How to solve infinite possible coin problem? I would need some help with this question:
You toss n coins, each showing heads with probability p, independently
of the other tosses. Each coin that shows tails is tossed again. Let X be the
total number of heads. What is the probability distribution?
The way I tried to solve it is by assuming I am interested in getting 2 heads. In my opinion that would express itself then to:
\begin{equation}
P(X=2) = \binom{\infty}{2} p^2 (1-p)^{\infty - 2}
\end{equation}
The reason I chose infinity as the number of trials is because there is a chance I will never get two heads. But this seems not to be the way to solve this. Any help is much appreciated!
 A: This question is old but unanswered, so this is for those who may be looking for an answer.
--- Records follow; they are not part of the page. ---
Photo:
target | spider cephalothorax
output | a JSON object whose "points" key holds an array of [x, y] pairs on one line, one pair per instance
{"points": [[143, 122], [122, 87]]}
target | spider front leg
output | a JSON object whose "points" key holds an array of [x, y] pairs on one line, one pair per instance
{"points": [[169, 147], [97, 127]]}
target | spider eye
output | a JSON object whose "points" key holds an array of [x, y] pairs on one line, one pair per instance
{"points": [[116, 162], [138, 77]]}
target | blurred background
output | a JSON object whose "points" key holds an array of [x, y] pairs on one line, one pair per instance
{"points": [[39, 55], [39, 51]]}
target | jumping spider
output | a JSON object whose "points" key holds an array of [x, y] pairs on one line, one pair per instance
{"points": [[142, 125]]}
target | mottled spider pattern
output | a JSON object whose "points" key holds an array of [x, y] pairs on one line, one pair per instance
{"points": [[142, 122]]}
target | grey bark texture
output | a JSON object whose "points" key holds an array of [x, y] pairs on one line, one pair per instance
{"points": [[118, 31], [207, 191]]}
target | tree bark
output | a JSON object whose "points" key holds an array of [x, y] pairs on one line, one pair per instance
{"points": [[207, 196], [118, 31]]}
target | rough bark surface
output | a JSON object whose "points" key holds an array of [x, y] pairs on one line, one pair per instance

The way the event is defined in the question may lead to wrong interpretations. 
• Your interpretation of the event is : You toss the n coins infinitely many times until all coins show heads. 
• The actual event is : You toss the n coins. The coins that show tail are thrown again. Then, the heads are counted. It is not suggested that you repeat the process infinitely many times, you just do this once.
This results in three possible events given by Ω={TT,TH,H}, as shown in this event tree diagram. The subset of successful events is S={TH,H} as the success event is defined by head. The probability of success therefore is P(S)=p+(1-p)p.
The probability of failure is 1-P(S). Clearly, the number of final heads follows the Binomial distribution Bin(n,p+(1-p)p).
A: Assume each coin is tossed twice and counts as a success if and only if it turns up heads on at least one of the tosses. So $p=\frac{3}{4}$, and the distribution is binomial, with mean $np=\frac{3}{4}n$ and variance $np(1-p)=\frac{3}{16}n$.